IL PASSATO CHE PASSA
venerdì 14 agosto 1998 La Stampa 0 commenti
È durata ben tre anni la cocente, imbarazzante discussione tra
banche svizzere e organizzazioni ebraiche per la restituzione dei
fondi depositati prima o durante la guerra da chi sperava di poter
salvare qualcosa per sé o per la propria famiglia dall'uragano
dell'Olocausto. Finalmente un accordo,
che ovviamente ambedue le parti
ritengono imperfetto, è stato raggiunto. Noi lo salutiamo con
soddisfazione, come una pietra miliare che segna il passaggio
del tempo e che aiuta il passato a
passare. La cifra pattuita è poca e tanta, è immensa e
miserabile: un miliardo e 250 milioni di dollari possono compensare
le menzogne dei Paesi cosiddetti democratici, le reticenze nel
restituire agli ebrei che già tanto avevano avuto a patire il
maltolto? Possono compensare, sia pure per una piccolissima misura,
i danni fisici, morali e spirituali patiti dagli ebrei durante
l'Olocausto? E d'altra parte, come più volte i detrattori della
pratica del risarcimento hanno sottolineato, possono gli ebrei
utilizzare le misure di questo mondo, addirittura il denaro, per
misurare le loro sofferenze; o non è questo uno svilire quello che
hanno dovuto attraversare, un banalizzare il sentimento comune
intorno alla Shoah e quindi un chiamare a sé non più la
solidarietà , ma lo scetticismo e persino l'antipatia del mondo,
specie adesso che la coda di paglia degli ex Alleati
ha rivelato le sue ottime
ragioni, e può prender fuoco ad ogni momento?

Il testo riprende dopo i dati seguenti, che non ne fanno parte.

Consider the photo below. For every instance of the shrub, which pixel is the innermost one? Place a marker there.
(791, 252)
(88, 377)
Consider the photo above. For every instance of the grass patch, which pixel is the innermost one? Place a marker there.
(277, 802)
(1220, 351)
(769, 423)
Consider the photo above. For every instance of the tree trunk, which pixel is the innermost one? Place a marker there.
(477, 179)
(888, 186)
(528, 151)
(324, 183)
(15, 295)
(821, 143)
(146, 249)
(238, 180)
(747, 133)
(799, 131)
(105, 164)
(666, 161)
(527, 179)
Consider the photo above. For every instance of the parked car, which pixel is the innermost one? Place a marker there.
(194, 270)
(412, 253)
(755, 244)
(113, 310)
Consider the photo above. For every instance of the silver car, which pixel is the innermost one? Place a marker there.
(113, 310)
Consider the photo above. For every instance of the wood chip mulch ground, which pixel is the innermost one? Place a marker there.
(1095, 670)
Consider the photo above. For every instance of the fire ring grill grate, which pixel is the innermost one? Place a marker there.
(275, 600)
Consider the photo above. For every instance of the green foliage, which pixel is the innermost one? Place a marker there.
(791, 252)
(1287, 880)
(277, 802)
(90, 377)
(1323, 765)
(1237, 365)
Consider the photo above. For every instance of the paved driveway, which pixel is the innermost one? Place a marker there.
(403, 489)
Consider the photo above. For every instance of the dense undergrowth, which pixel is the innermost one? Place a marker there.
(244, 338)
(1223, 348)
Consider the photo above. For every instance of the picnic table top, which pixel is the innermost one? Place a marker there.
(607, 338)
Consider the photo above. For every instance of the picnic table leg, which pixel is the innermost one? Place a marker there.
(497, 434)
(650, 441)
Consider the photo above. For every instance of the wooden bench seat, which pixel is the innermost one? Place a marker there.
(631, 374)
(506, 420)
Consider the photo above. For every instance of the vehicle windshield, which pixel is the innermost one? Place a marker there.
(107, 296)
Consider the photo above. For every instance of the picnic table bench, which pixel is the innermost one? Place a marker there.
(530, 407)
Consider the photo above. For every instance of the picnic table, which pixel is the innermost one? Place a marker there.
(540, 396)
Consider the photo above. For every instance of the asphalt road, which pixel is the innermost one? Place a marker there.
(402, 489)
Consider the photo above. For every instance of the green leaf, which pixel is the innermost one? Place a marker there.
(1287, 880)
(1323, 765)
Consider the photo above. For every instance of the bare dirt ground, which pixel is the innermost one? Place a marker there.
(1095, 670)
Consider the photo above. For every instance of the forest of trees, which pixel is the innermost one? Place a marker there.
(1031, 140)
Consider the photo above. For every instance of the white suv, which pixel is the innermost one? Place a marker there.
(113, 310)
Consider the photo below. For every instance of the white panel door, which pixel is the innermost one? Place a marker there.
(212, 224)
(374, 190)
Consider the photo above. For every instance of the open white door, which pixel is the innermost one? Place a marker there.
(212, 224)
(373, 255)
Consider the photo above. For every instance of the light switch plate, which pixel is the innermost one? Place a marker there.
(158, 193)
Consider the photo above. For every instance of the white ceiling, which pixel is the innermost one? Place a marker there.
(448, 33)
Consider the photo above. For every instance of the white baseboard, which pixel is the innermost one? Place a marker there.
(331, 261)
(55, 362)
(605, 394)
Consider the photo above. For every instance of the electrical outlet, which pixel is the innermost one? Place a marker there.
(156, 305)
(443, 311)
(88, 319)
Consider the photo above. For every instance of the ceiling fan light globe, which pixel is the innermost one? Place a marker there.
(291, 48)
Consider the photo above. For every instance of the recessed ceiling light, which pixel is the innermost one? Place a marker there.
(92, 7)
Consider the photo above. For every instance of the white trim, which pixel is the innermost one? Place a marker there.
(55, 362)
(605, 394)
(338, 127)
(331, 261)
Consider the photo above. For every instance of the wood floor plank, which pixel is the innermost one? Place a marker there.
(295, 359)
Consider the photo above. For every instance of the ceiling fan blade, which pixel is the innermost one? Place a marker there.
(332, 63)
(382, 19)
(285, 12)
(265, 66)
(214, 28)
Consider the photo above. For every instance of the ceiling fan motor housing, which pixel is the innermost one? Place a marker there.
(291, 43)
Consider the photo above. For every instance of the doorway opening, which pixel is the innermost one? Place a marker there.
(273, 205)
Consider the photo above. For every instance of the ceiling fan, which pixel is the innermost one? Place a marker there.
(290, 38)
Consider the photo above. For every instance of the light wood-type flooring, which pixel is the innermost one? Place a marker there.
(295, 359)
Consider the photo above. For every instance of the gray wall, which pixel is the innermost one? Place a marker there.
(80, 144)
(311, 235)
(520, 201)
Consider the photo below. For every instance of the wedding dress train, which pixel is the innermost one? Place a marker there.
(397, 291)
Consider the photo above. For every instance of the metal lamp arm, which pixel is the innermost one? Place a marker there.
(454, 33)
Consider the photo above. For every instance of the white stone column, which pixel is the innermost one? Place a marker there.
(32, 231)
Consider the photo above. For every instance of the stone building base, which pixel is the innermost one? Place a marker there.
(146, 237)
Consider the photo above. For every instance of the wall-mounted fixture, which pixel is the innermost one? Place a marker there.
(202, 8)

La questione delle ricompense in denaro è antica, risale ai tempi
in cui David Ben Gurion,, contro il parere della destra guidata da
Menahem Begin, nell'Israele appena costruita, sfidò l'opinione
pubblica mondiale e locale chiedendo alla Germania di pagare i
risarcimenti ai sopravvissuti, e al suo Paese come legittimo erede
degli ebrei periti nella Shoah. Questo suscitò grande scandalo, ma
solo così , asciugandosi le lacrime, lenendo l'odio, invece di
restare simile a un urlo, la memoria potè dipanarsi; l'ineffabile
cominciò a poter essere proferito, mentre gli ebrei sempre di più
definivano l'incancellabile memoria di ciò che si era abbattuto su
di loro; e la Germania tuttavia poteva, e come avrebbe potuto
essere altrimenti, rientrare nella comunità delle nazioni.
Adesso questo primo accordo con le banche
svizzere costituisce un'ulteriore possibilità di elaborazione su
una parte della Shoah che ci ha di recente preso di sorpresa, ci ha
offesi e colpiti: la verità storica per cui non solo la Belva
Nazista ma anche le nazioni che sempre si sono professate grandi
amiche degli ebrei avevano invece commercializzato, lucrato,
partecipato collateralmente del loro sterminio.
È duro ammetterlo. È duro mettere la democrazia svizzera
definitivamente dalla parte dei colpevoli ammettendo che le sue
banche debbano tanti soldi agli eredi degli uccisi nei campi di
sterminio. Certo, gli ebrei pagheranno qualche prezzo in termini di
risentimento, specie da parte di chi non vuole aprire le tasche. Ma
anche da parte dei pigri, o dei nostalgici, o di chi vuol
dimenticare. Gli uomini di buona volontà , invece, potranno sedersi
di nuovo insieme in un lutto ideale, che però sarà certo, una
volta compiuto, portatore di nuove energie vitali.